Exactly .! HLL is one of those things that needs one real example to click, after that you start seeing where to use it everywhere
And "moves the problem around" is a perfect way to describe bad keyset pagination. Stealing that line 😅

mote • Jun 17

Ha, glad it clicked for you too! The "moves the problem around" line was something I picked up from a senior engineer years ago — been using it ever since.

What got me with keyset pagination wasn't the theory, it was watching a query go from 2ms to 800ms on the same dataset over 6 months. The offset was just hiding the problem until the table grew enough.

One extension to the pattern: if you're doing keyset pagination across multiple columns, make sure your composite index matches the exact column order. Partial index matches are another sneaky performance killer that looks fine on small datasets.

Bhupesh • Jun 16

If you are fetching 1,000,000 rows by default and getting the incident report then it's a bad design. This post seems way too much like AI generated and no original insight could be derived from this.

Praveen Rajamani • Jun 17

Thanks for taking the time to comment.

You are absolutely right that fetching 1,000,000 rows by default would be a poor design choice. The example was intentionally exaggerated to illustrate how performance issues can surface when systems scale and data access patterns are not revisited.

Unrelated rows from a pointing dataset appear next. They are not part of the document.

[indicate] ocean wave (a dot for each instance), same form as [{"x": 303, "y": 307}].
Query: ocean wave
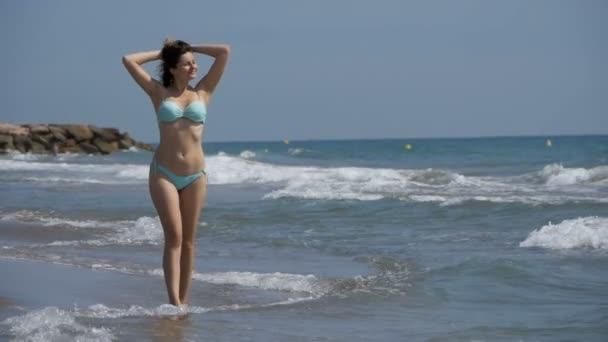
[
  {"x": 247, "y": 154},
  {"x": 53, "y": 324},
  {"x": 550, "y": 185},
  {"x": 585, "y": 232},
  {"x": 267, "y": 281},
  {"x": 558, "y": 175},
  {"x": 143, "y": 230}
]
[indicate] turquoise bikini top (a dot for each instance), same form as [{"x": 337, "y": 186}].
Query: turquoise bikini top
[{"x": 170, "y": 111}]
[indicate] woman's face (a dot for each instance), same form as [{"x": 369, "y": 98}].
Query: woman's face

The purpose of the article was not to present a specific production implementation, but to discuss broader concepts around scalability, indexing, query optimization, and pagination. While you may not agree with the approach or find the insights valuable, the content reflects my own perspective and experience on the topic.

If there are specific technical points you believe are inaccurate or misleading, I would welcome a constructive discussion.

Madhesh Kumar • Jun 17

A lot of developers start thinking about microservices and distributed systems when an index or proper pagination would solve the problem. Well explained.